The most common drug crimes in Prince William County are simple possession crimes, possession with intent to distribute, and distribution crimes. It is common in Prince William County, particularly simple possession and possession with intent to distribute for Schedule I or II controlled substances, such as heroin, cocaine, and opiates.

It is also common for individuals to be charged with possession of marijuana. These types of charges are common with individuals that do not anticipate that law enforcement will track down on them as hard as they do, because other states, including neighboring areas, have either legalized or decriminalized simple possession of marijuana. Individuals incorrectly assume that Prince William County allows marijuana possession, when it is a criminal offense to even possess residue.

Prescription Medications

There are a variety of exceptions to violating the unlawful possession of controlled substances regulations in Prince William County. The most common exception is that the drugs were obtained pursuant to a valid prescription by a licensed practitioner or pharmacist. There may also be an exception for individuals conducting research and other types of official business, such as law enforcement officers who may have to possess drugs for the purpose of transporting evidence or cleaning up a crime scene.

The most common exception is for drugs that are obtained pursuant to a valid prescription from a licensed pharmacist or doctor. If the prescription is validly obtained, the law has limited resources in enforcing drug possession.

If someone is possessing drugs pursuant to a valid prescription, they could present that when in possession of the drugs. If, however, they are doing things under the influence of drugs, including appearing in public in an intoxicated condition or driving a motor vehicle, they may have find themselves in violation of other criminal laws in Prince William County other than drug possession.

Enforcement of Drug Laws

Law enforcement officers are trying on a daily basis to crack down on a variety of common drug offenses in Prince William County. Drug distribution and the drug trade are a priority as are the possession, illegal use, and the illegal trade of dangerous drugs that have no therapeutic value, especially Schedule I or II controlled substances.

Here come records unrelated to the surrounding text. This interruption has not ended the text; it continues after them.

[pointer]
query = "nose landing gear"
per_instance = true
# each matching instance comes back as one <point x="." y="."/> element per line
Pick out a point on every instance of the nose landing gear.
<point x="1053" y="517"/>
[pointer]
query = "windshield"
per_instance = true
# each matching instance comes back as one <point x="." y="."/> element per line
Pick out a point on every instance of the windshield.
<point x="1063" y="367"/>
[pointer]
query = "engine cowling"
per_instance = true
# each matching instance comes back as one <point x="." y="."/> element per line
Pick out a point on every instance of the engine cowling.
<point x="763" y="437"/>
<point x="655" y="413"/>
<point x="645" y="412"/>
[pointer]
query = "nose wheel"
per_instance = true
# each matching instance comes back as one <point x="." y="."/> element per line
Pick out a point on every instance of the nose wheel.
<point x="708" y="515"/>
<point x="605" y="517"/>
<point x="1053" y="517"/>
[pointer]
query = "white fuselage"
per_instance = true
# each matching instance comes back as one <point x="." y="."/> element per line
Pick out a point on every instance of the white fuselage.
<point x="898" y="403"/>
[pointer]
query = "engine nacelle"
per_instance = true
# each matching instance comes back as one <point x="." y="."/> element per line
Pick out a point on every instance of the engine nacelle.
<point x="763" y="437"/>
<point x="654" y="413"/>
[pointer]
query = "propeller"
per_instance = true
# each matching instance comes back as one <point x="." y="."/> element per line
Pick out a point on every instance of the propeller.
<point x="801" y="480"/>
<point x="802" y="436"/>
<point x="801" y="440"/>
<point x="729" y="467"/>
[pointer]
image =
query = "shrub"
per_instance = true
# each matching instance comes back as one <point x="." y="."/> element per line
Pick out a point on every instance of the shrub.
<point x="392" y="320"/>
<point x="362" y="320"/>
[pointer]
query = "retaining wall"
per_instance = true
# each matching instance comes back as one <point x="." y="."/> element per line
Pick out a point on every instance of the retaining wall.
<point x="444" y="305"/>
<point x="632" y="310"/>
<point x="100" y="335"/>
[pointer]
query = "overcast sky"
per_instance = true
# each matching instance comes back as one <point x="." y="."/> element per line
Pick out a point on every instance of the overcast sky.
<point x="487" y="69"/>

Unfortunately, Virginia is experiencing more frequent cases involving heroin and opiate addiction. Law enforcement officers have a variety of tools available to them to try and deal with drug abusers and individuals under the grips of drug addiction. One of the main tasks they have available is to try to stop simple possession of these dangerous drugs on the street level. It is common for drug investigations and law enforcement officers involved in a drug crime to start with users on the street, especially users of dangerous drugs, trying to work their way up to suppliers and other individuals involved in the drug trade.

Criminal Records

If a person is convicted of a drug offense in Prince William County, they will have a criminal record. Virginia does not expunge convictions for a misdemeanor or felony. So, while a drug offense may give options that do not result in a conviction, if a person is convicted of a drug offense, in addition to the potential loss of liberty, fines, loss of driving privileges, and court costs, a person will also have the social stigma of a criminal record.

Criminal records and the social stigma regarding drug offenses can be particularly damaging, depending on a person’s current field of employment or situation in life. For example, students may find themselves ineligible for certain types of financial aid if found guilty of a drug offense. Individuals are on a visa status may have certain discretionary release unavailable for them. Individuals seeking to advance their employment may have a social stigma about them because of the negative view of employers for individuals convicted of a drug offense.